NewsMontana News

Actions

Montana-Canada hemp trade gains interest, but hurdles remain despite legalization

Posted
Montana Industiral Hemp
The USDA must approve state plans for production and cultivation but those federal guidelines closely match Montana’s pilot program. (MTN News photo)

-Martin Kidston reporting for the Missoula Current

A question posed by a Missoula agricultural producer on regulations surrounding the trade of hemp prompted an offer by a member of the Canadian consul general’s office to help establish cross-border partnerships in the industry.

Jerome Pischella, the senior trade commissioner with the Consulate General of Canada, based in Denver, said Montana’s northern neighbor has always taken a progressive view on hemp and is already pursuing the industry.

“We legalized cannabis over two months ago now, but we haven’t yet improved or modernized our law as far as hemp is concerned,” Pischella said Tuesday during a trade forum hosted by the Montana World Trade Center.  “We’re in the process of doing so. We’ll have a hemp bill in May or June.”

Congress legalized hemp in the 2018 Farm Bill, marking a shift in U.S. policy on the crop. But Pischella said correcting some cross-border challenges remain, though resolving them could open the door to future trade.

In Kentucky alone, hemp processors earned nearly $58 million last year, up from less than $17 million the year before, according to one industry publication.

“There have been very large investments mostly in Saskatchewan and Alberta around hemp, around processing, around modifying applications,” said Pischella. “If you want to look at business or partner opportunities with your neighbors to the north, I would like to help you.”
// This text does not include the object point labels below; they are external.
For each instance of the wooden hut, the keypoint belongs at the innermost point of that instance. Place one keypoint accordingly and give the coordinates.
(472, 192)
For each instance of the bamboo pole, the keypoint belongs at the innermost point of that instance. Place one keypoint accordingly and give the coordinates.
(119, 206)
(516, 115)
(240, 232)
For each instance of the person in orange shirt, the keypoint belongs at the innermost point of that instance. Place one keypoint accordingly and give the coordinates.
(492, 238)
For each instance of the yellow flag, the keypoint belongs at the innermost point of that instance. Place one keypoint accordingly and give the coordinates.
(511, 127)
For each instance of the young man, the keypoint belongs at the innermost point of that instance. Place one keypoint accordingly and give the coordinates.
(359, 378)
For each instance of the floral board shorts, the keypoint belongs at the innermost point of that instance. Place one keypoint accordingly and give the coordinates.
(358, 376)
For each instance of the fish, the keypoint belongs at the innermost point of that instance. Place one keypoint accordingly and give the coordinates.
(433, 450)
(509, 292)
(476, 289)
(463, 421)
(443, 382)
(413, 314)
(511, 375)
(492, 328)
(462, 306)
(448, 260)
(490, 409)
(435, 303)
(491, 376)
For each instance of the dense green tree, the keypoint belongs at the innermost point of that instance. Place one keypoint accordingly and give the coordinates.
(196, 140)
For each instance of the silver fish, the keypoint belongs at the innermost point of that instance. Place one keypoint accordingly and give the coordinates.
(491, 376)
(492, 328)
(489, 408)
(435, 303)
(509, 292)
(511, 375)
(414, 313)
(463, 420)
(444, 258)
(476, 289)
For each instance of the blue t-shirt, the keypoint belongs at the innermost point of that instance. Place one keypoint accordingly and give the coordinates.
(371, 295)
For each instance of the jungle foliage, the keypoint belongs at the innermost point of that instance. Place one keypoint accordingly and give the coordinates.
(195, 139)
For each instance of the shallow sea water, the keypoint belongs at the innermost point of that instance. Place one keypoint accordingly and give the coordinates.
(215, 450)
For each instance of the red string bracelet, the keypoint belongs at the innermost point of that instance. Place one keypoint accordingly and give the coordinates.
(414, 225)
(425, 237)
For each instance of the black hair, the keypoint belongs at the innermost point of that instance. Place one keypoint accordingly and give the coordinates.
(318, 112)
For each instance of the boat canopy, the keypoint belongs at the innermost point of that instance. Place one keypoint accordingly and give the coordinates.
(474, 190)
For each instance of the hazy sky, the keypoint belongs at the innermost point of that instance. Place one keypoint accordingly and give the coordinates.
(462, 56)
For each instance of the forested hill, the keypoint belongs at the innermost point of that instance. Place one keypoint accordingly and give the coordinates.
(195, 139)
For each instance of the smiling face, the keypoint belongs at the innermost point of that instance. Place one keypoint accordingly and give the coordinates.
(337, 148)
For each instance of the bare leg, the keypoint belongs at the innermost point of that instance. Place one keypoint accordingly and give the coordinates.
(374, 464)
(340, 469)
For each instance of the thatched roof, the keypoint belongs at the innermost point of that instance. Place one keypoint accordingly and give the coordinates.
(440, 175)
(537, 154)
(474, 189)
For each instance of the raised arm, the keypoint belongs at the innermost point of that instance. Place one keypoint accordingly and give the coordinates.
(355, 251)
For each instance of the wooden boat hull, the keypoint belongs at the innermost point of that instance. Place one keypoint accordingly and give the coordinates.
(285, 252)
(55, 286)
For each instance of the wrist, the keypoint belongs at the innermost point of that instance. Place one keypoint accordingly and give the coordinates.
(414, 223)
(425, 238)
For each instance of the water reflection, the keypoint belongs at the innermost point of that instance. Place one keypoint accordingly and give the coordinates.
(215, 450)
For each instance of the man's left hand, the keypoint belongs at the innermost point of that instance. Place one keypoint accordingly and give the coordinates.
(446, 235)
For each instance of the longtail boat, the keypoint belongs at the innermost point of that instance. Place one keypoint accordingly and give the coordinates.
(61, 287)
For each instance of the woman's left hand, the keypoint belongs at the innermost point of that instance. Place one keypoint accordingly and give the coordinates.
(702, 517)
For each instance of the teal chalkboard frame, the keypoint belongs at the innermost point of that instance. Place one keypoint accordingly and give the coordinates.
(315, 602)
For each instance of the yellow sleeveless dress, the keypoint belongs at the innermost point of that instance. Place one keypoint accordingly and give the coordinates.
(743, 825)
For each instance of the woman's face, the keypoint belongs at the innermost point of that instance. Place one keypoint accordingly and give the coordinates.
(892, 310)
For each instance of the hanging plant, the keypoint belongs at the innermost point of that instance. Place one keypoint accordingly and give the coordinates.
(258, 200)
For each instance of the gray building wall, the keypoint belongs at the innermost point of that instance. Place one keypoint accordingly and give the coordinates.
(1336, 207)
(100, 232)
On Tuesday, U.S. Senate leaders vowed to fix glitches in the measure passed in last year’s Farm Bill, as legal hemp shipments are still being intercepted by law enforcement officers who can’t distinguish between the legal and illegal crop.

Hemp is now listed on the Montana Department of Agriculture’s web page as a legal crop, noting that “industrial hemp is authorized as an alternative agricultural crop by the Montana Legislature.”

Ben Thomas, director of the Montana Department of Agriculture, said Canadian companies have already made major investments in Montana and other states, and most of Montana’s production of CBD is for the Canadian market.

CBD is extracted from hemp and used for a variety of medications, from anxiety to pain relief.

“There’s more certainty regarding the legality of that product in Canada rather than the U.S.,” said Thomas. “The biggest single improvement we could get in the U.S.-Canada relationship would be on how to get the hemp seed from Canada across the border into the U.S.”

Thomas said that could take time, even though hemp is no longer a controlled substance.

“The law is very clear on that, so there should be no import restrictions,” said Thomas. “But because it’s such a new law, it’s taking both our countries just a little time to figure out how this new environment of deregulation of cannabis works, because at the end of the day, it’s still cannabis.”

Sander Lurie, a public policy principal with Denton’s Law Firm in Washington, D.C., agreed. The industry is still young in the U.S., and trade will take time to establish.

“We have a complicated system here in the U.S. with hemp, cannabis, in that it’s technically – in parts of the federal drug law – illegal, even though states like Colorado have gone forward with legalization,” he said.

“As far as I know right now, people are just testing the waters in terms of making big investments in this product as a new substitute for existing products,” Lurie added. “They’re still trying to figure out the cost-benefit analysis of growing it.”